I HOPE I am wrong on this one. But early signs indicate that the Pakistani side has already started faltering on the China Pakistan Economic Corridor. This has happened within six months after its announcement with much fanfare during the visit of Chinese President Xi Jinping.
Last week the parliamentary committee was given a ‘status update’ by the executing ministries. The ‘briefing’ consisted of a presentation on the Frontier Works Organisation’s progress on the western route, another on the Suki Kinari power project and standard presentations on coal deposits that are available in Khyber Pakhtunkhwa and Balochistan and about which we have known for a long time. Another was on opportunities in the agriculture sector.
So the western route is being built and hopefully will be completed by the end of 2016. Trucks laden with shipping containers will be able to ply up and down. But does the government have any estimate or study that can quantify the economic benefits that will accrue from this? Nato containers also plied our roads for over a decade but what then? Sure there will be ribbon development effects and we’ll see refuelling stations, rest areas and tea shops crop up alongside the new route.
Hinterland access would also be improved as branches are developed from the trunk. But to be sure, CPEC is a north-south trunk that meets the Chinese objective of accessing markets for its manufactured goods. Do we have any ideas, apart from the usual platitudes, on leveraging it to create substantial economic benefits?
Clearly, the government is out of ideas.
To be fair, China has suggested for Pakistan to establish industrial parks and special economic zones where raw materials and other factors of production are available. Industrial parks can be considered for sectors such as steel, cement, automobiles, construction materials, gems and stones, household appliances, agricultural implements, textiles and garments. With some savvy business structuring, it may even be possible to relocate certain low technology industries from China.
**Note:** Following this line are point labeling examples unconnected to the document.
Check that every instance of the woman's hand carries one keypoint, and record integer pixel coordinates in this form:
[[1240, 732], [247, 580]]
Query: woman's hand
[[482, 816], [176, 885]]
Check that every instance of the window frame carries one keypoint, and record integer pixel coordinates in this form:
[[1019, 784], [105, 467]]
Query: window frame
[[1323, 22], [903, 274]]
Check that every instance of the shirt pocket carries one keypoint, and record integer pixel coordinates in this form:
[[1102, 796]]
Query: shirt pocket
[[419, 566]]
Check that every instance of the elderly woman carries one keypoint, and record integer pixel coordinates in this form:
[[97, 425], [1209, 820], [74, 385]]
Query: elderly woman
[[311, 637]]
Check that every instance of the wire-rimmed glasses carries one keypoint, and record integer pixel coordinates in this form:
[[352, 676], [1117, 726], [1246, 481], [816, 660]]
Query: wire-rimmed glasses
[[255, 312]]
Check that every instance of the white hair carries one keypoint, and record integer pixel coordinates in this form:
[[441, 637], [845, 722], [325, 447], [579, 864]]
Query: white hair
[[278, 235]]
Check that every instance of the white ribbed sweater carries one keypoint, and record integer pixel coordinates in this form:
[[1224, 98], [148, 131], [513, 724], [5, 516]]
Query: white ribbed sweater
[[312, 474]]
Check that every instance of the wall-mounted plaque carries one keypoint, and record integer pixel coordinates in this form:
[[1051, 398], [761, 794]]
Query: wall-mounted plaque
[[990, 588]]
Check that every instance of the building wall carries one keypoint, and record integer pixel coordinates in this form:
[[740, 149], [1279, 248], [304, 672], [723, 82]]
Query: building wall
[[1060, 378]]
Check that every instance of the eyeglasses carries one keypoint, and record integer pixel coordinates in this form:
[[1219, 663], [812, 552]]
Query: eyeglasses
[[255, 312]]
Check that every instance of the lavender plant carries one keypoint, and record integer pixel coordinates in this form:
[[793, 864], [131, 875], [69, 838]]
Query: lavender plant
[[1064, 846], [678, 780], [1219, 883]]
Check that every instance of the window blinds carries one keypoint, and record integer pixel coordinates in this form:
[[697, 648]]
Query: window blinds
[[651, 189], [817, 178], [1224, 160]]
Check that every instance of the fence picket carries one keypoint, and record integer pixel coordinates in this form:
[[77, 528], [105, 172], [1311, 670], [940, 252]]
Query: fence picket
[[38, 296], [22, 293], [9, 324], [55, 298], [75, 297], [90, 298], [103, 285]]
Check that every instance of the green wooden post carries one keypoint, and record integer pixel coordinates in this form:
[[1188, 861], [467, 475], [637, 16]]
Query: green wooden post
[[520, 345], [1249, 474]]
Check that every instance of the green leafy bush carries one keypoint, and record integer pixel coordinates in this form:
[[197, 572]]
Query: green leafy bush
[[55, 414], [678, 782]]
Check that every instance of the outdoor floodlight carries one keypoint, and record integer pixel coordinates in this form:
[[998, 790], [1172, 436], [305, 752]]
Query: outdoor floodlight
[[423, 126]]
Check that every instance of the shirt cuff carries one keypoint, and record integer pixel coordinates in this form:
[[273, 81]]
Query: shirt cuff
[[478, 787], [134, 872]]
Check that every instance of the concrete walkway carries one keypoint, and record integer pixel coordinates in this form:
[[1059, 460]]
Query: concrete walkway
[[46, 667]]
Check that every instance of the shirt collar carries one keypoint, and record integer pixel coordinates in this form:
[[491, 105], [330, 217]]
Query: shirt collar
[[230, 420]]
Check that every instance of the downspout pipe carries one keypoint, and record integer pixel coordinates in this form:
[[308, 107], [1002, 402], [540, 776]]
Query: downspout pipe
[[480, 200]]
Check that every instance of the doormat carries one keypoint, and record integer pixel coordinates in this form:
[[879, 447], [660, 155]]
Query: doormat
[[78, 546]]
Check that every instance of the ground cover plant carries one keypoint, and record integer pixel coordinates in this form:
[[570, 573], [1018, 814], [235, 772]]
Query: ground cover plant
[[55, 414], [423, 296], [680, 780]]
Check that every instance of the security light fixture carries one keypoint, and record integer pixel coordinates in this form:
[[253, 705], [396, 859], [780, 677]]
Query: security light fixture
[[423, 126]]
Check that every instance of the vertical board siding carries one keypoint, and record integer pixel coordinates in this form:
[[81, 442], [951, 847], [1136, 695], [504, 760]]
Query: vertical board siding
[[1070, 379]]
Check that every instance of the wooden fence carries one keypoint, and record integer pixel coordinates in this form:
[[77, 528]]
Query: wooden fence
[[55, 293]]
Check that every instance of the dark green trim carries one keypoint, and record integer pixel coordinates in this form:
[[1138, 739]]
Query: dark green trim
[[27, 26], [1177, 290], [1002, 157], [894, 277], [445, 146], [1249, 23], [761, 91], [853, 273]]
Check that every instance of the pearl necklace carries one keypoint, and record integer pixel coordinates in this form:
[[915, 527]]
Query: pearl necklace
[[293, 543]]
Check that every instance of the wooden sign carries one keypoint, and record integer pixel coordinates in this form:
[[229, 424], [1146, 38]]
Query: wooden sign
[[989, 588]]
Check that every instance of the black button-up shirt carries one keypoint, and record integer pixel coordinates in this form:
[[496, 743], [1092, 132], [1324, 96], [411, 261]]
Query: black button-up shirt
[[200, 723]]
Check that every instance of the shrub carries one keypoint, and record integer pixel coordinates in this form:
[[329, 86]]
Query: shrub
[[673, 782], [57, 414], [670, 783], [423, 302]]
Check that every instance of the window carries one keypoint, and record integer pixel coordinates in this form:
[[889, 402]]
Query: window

For several weeks, the federal and provincial governments went through the usual standard motions, and identified sites for 29 industrial parks and 21 special economic zones.
But the government remained clueless on how these estates will be made attractive for investors. Who will invest here, what will they make and who will they sell to? What ails our competitiveness in most productive industrial sectors? Indeed, why so many existing industrial estates in the country remain underutilised.
Instead of any deep thinking on the matter the government was last mulling exemptions from duties and taxes on all imported machinery and a 20-year income tax holiday for new manufacturing plants. That is, until somebody mentioned the elephant in the room. How do we run industrial estates without electricity? And that was that. Now even this half-baked plan has been put off because there is not enough electricity. Clearly, the government is out of ideas here. If it had its piece together, the electricity bit was easy to solve. Let the estate developers and operators bring in rental power plants. Any excess could be fed to the grid and any shortfall drawn from it. They would need fuel to be delivered to their locations. And the fastest stop-gap solution would be furnace oil. At the present low world oil prices this may just be viable. Until we can get our power plants up and running that is.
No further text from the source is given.